K nearest neighbors
Introduction
K nearest neighbor is a simple algorithm in which the machine simply store the dataset (memorize it). \((x^{(i)}, y^{(i)}) \in D (\mid D \mid = n)\)
When a new data point comes in, it calculate the (could be weighted) distance to the closest data points (hence the name nearest neighbors) and assign a value. Since the process of training data is delayed til inference, it is call a lazy learning algorithm. Plus that the algorithm is to compare the new data point with current data points in the training set, it is called an instance based method. Further, without a functional form of the prediction phase, this is a non parametric model. For the classification task, it will assign the most voted label to the new point. For a regression task, it will take the average of the neighbors to be the prediction for that point. Those neighbors’ values can be treated equally (uniformly) or weighted. More neighbors considered, smoother the decision boundary would become.
The simpliticy, together with its lack of assumptions about the underlying data distribution are KNN advantanges. However, it can be computationally expensive to find the nearest neighbors in high-dimensional feature spaces and can be sensitive to the choice of distance metric leading to performance deteroriates.
Classification
The word majority vote assumes a voting threshold of bigger than 50%, but in case of multiple classes, a three classe setting for example, you might just need as much as 34% to be the highest vote. So it is actually a plurality vote.
Let’s say we have c classes and a function to turn data point into label: \(f(x) = y \in \{1,...,c\}\). When we have a query point x, we find its k nearest neighbors:
\[D_k = \{(x^1, f(x^1)), ...(x^k, f(x^k))\}\]Distance
KNN assumes that similar points tend to be near each other and there are different ways to measure distance and decide who is neighbors of whom. The default distance to decide neighbor status is the Euclidean distance (or a \(L_2\) distance) between 2 points is:
\[d(x^1, x^2) = \sqrt{\sum_{j=1}^{m} (x_{j}^{1} - x_{j}^{2})^2}\]We can also use the \(L_1\) distance (absolute distance) that emphasizes the distance or outliers less than the \(L_2\) distance.
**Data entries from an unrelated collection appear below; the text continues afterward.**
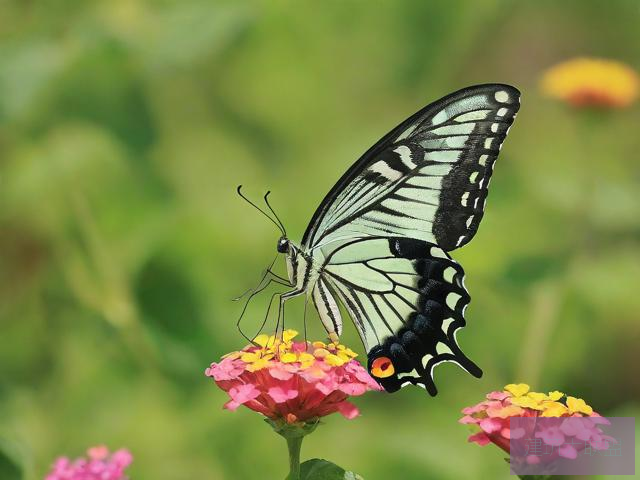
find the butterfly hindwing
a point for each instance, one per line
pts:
(428, 178)
(407, 300)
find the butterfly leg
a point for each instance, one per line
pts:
(283, 298)
(255, 292)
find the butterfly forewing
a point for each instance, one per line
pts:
(427, 179)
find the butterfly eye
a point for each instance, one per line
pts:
(283, 245)
(382, 367)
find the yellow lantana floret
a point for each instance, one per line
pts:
(517, 389)
(592, 82)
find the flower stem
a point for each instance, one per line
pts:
(294, 443)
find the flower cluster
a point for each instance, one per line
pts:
(100, 465)
(590, 82)
(292, 381)
(493, 415)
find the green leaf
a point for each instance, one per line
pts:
(318, 469)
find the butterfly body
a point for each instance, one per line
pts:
(378, 244)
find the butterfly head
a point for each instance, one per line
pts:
(283, 244)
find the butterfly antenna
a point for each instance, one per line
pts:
(266, 200)
(277, 224)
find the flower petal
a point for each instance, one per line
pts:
(517, 389)
(568, 451)
(281, 395)
(348, 410)
(480, 438)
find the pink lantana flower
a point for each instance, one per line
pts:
(99, 465)
(294, 382)
(569, 423)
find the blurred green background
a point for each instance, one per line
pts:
(125, 126)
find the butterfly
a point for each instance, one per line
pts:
(379, 242)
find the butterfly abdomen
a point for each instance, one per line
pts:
(427, 337)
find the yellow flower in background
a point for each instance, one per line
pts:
(592, 82)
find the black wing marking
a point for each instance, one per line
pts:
(426, 179)
(407, 299)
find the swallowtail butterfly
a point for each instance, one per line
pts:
(379, 242)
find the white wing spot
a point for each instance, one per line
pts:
(426, 359)
(412, 373)
(469, 220)
(452, 300)
(445, 324)
(439, 117)
(470, 116)
(442, 156)
(502, 96)
(438, 252)
(449, 273)
(405, 156)
(407, 132)
(385, 170)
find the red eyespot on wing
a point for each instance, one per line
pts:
(382, 367)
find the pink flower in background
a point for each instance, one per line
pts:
(292, 381)
(569, 422)
(100, 465)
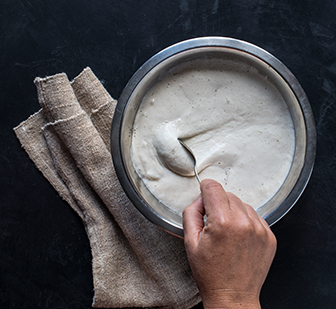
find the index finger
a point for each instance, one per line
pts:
(215, 200)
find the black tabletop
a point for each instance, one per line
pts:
(45, 259)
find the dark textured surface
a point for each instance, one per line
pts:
(45, 259)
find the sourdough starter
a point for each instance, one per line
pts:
(234, 120)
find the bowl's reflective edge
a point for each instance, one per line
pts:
(126, 108)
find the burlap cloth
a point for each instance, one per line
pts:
(134, 263)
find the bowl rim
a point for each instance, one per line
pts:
(195, 43)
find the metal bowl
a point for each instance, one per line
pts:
(212, 47)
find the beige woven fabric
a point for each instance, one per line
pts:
(134, 263)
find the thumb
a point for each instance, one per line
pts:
(193, 221)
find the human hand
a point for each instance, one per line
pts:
(231, 255)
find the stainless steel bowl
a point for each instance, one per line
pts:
(212, 47)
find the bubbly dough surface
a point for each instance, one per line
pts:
(234, 120)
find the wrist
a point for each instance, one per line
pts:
(226, 299)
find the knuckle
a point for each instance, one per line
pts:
(212, 185)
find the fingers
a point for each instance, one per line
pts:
(215, 199)
(193, 222)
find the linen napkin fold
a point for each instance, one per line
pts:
(134, 263)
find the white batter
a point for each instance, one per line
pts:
(234, 120)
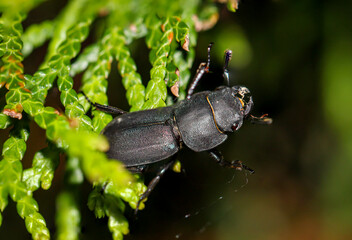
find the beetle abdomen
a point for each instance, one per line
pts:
(143, 137)
(196, 124)
(142, 145)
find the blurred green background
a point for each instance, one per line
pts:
(296, 58)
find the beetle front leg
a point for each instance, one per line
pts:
(105, 108)
(154, 182)
(237, 164)
(203, 68)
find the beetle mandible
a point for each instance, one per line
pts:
(201, 122)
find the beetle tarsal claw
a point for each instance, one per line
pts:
(238, 165)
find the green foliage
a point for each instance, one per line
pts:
(168, 30)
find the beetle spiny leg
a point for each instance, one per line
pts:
(104, 108)
(209, 48)
(228, 55)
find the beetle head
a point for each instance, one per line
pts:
(244, 96)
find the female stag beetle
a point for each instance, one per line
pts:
(201, 122)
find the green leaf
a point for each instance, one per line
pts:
(68, 216)
(27, 206)
(14, 148)
(5, 121)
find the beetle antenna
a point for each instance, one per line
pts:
(228, 55)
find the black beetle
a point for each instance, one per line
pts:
(201, 122)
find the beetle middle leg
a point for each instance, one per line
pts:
(155, 181)
(218, 157)
(105, 108)
(228, 55)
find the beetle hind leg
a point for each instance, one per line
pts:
(154, 182)
(105, 108)
(218, 157)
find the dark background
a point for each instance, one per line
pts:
(296, 58)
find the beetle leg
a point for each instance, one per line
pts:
(228, 55)
(154, 182)
(203, 68)
(137, 169)
(237, 164)
(105, 108)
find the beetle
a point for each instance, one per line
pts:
(201, 122)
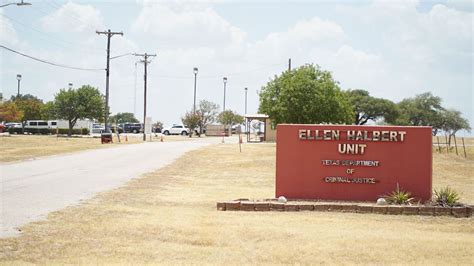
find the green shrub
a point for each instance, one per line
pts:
(398, 197)
(446, 197)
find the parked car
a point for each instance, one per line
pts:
(12, 125)
(175, 130)
(130, 128)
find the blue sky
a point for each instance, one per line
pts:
(393, 49)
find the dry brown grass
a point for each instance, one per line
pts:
(22, 147)
(169, 217)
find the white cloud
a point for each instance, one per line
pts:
(186, 25)
(8, 35)
(75, 17)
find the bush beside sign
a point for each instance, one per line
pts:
(335, 162)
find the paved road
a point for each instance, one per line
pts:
(32, 189)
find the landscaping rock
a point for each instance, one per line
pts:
(232, 206)
(262, 206)
(410, 210)
(335, 208)
(276, 206)
(427, 210)
(221, 206)
(364, 209)
(459, 212)
(282, 199)
(292, 207)
(349, 208)
(394, 209)
(442, 211)
(247, 206)
(468, 211)
(379, 209)
(321, 207)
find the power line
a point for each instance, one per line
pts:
(89, 27)
(219, 76)
(49, 63)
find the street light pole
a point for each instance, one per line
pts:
(195, 77)
(245, 101)
(225, 82)
(107, 74)
(18, 77)
(145, 62)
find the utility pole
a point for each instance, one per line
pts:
(245, 101)
(18, 77)
(195, 70)
(107, 73)
(145, 63)
(225, 82)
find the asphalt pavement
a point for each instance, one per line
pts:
(32, 189)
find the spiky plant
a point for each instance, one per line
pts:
(398, 197)
(446, 197)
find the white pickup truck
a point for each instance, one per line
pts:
(175, 130)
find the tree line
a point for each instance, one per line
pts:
(70, 104)
(310, 95)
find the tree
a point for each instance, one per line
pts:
(367, 108)
(452, 122)
(120, 118)
(75, 104)
(30, 105)
(9, 112)
(47, 111)
(422, 110)
(191, 121)
(305, 95)
(207, 112)
(229, 117)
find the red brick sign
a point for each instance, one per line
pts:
(352, 162)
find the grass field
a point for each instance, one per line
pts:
(169, 217)
(22, 147)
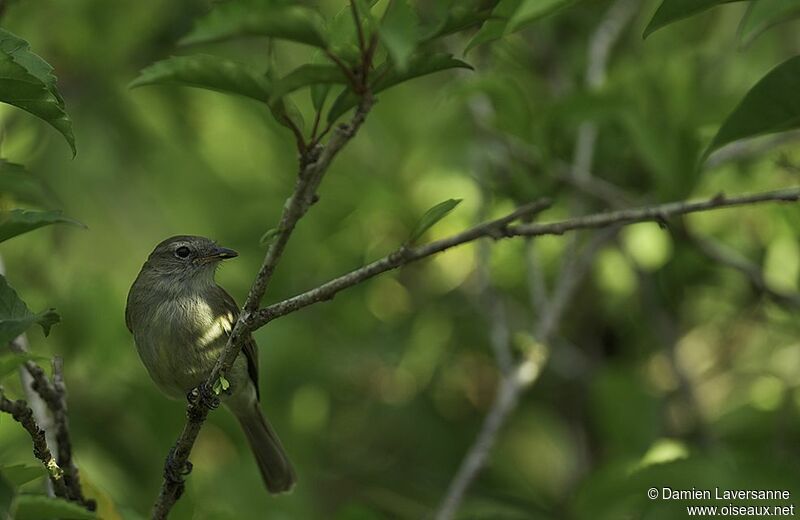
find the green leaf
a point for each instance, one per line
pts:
(11, 361)
(763, 14)
(41, 507)
(237, 18)
(20, 474)
(400, 32)
(673, 10)
(319, 92)
(460, 16)
(431, 217)
(28, 83)
(16, 318)
(22, 186)
(510, 16)
(420, 65)
(268, 237)
(497, 26)
(7, 492)
(307, 75)
(20, 221)
(772, 105)
(206, 72)
(533, 10)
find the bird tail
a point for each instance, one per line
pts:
(276, 470)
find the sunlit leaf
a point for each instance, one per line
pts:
(22, 186)
(268, 236)
(458, 17)
(399, 31)
(431, 217)
(319, 92)
(206, 72)
(42, 507)
(20, 474)
(28, 83)
(419, 65)
(510, 16)
(306, 75)
(673, 10)
(237, 18)
(763, 14)
(496, 26)
(16, 318)
(20, 221)
(771, 106)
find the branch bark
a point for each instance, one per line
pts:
(22, 413)
(502, 228)
(313, 165)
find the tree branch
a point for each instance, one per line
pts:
(21, 413)
(405, 255)
(502, 228)
(313, 165)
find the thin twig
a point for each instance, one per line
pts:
(22, 413)
(313, 166)
(494, 229)
(502, 229)
(730, 258)
(495, 309)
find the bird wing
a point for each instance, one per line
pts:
(249, 348)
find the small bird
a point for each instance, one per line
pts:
(180, 319)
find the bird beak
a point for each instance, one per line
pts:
(220, 253)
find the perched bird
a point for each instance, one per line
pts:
(180, 319)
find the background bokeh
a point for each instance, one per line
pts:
(668, 369)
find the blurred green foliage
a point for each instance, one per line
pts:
(669, 370)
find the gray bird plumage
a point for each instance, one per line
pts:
(180, 319)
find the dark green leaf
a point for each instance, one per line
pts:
(28, 83)
(419, 65)
(307, 75)
(673, 10)
(460, 16)
(319, 92)
(22, 186)
(206, 72)
(763, 14)
(513, 15)
(221, 385)
(41, 507)
(343, 35)
(431, 217)
(7, 492)
(20, 474)
(497, 26)
(532, 10)
(400, 32)
(16, 318)
(19, 221)
(772, 105)
(239, 18)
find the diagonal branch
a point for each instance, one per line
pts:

\[d(x^1, x^2) = \sum_{j=1}^{m} \mid x^1 - x^ 2 \mid\]A generalized version of \(L_1\) and \(L_2\) distance is called Minkowski distance,
\(d(x^1,x^2) = {[ \sum_{j=1}^{m} (\mid x^1 - x^2\mid)^p ]}^{\frac{1}{p}}\) with p = 1 for the \(L_1\) distance and p = 2 for the \(L_2\) distance.
For discrete features, we can use Hamming distance which count the number of elements that are different in the two vectors (assuming that the data point can be represented in vectorized form). For example \(x^1\) = [0 1 1 1] and \(x^2\) = [0 1 0 1], according to Hamming distance, we have only one position in which the two points differ (the third element of 0 in \(x^1\) and 1 in \(x^2\)), so the Hamming distance is 1. The Hamming distance is also called overlap metric.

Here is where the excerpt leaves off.